All this can be essentially addressed in one critical screen with the addition of a few contextual modals:

To speed up things, the analyst has the option to send further OR flag multiple news at once using the confidence level returned by the model.

The quick video below displays this simple interaction

https://vimeo.com/1023465113?share=copy

For the sake of completeness I also included a quick heuristic evaluation according to the 10 Usability Heuristics by Nielsen Norman, which is by now an industry standard. I think this is always a good strategy to follow when it comes to put the most skeptical stakeholders at ease… (have you ever heard: “yes, but why did you do THIS instead of THAT ?!?“)

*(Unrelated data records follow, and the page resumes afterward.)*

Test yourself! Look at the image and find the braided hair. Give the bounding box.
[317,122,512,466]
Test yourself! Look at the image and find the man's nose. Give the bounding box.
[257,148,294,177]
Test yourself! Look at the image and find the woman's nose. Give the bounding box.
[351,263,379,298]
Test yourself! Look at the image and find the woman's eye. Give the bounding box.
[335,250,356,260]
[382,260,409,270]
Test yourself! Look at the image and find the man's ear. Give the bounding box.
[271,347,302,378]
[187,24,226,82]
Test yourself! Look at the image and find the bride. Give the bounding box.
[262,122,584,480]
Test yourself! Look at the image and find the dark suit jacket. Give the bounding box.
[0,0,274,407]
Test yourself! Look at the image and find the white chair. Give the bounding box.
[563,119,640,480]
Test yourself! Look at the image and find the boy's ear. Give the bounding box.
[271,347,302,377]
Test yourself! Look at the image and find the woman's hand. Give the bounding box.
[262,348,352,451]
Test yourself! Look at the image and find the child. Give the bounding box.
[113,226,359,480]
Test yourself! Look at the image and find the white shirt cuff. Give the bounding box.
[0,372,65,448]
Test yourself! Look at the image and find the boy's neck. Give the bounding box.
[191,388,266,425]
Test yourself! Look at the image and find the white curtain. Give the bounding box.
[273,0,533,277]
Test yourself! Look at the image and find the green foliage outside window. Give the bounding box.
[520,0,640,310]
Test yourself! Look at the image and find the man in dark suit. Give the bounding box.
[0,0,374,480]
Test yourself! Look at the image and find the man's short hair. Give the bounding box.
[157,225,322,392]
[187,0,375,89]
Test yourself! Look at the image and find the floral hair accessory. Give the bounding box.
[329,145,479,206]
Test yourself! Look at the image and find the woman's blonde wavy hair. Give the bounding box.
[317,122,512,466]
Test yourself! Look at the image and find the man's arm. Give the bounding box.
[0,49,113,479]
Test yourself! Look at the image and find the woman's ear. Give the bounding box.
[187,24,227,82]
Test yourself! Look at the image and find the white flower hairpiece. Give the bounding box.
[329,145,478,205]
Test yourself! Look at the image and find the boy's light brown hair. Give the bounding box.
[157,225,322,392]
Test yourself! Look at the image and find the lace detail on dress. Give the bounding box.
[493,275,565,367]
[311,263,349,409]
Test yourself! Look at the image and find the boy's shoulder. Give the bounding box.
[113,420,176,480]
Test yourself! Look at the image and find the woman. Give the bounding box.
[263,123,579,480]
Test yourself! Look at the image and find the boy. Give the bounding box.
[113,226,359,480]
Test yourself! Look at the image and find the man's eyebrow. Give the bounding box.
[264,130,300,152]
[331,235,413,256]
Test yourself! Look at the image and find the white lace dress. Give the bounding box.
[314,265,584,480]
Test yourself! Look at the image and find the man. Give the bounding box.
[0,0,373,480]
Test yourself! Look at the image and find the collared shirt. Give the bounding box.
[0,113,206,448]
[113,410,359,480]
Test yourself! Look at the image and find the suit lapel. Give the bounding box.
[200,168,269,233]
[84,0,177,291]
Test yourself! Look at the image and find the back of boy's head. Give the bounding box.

Conclusions and next steps

After training the model thru the first batches the results are encouraging but there is still a lot to be done to increase accuracy:

Named entity recognition improvements, the spaCy library performance could be easily increased but this would be perhaps a separate project, a few ideas:

  • Providing lists of known companies and tweak the parameters a bit.
  • Swapping the en_core_web_sm for the larger or medium version.
  • Using a Custom Model: with a specific domain or language, training a custom model can significantly improve performance and accuracy.
  • Consider Alternative Libraries: explore other NLP libraries like Hugging Face Transformers or AllenNLP.

The confidence score methodology needs to be revised to take into account missing company names and still returning high score. Being this whole project a Proof of Concept exercise I didnt have the ambition of getting everything right by myself. Despite my will to keep going, I had to realize that this would be the point to pass the whole thing to a Data Scientist for proper development. I did learn a lot though!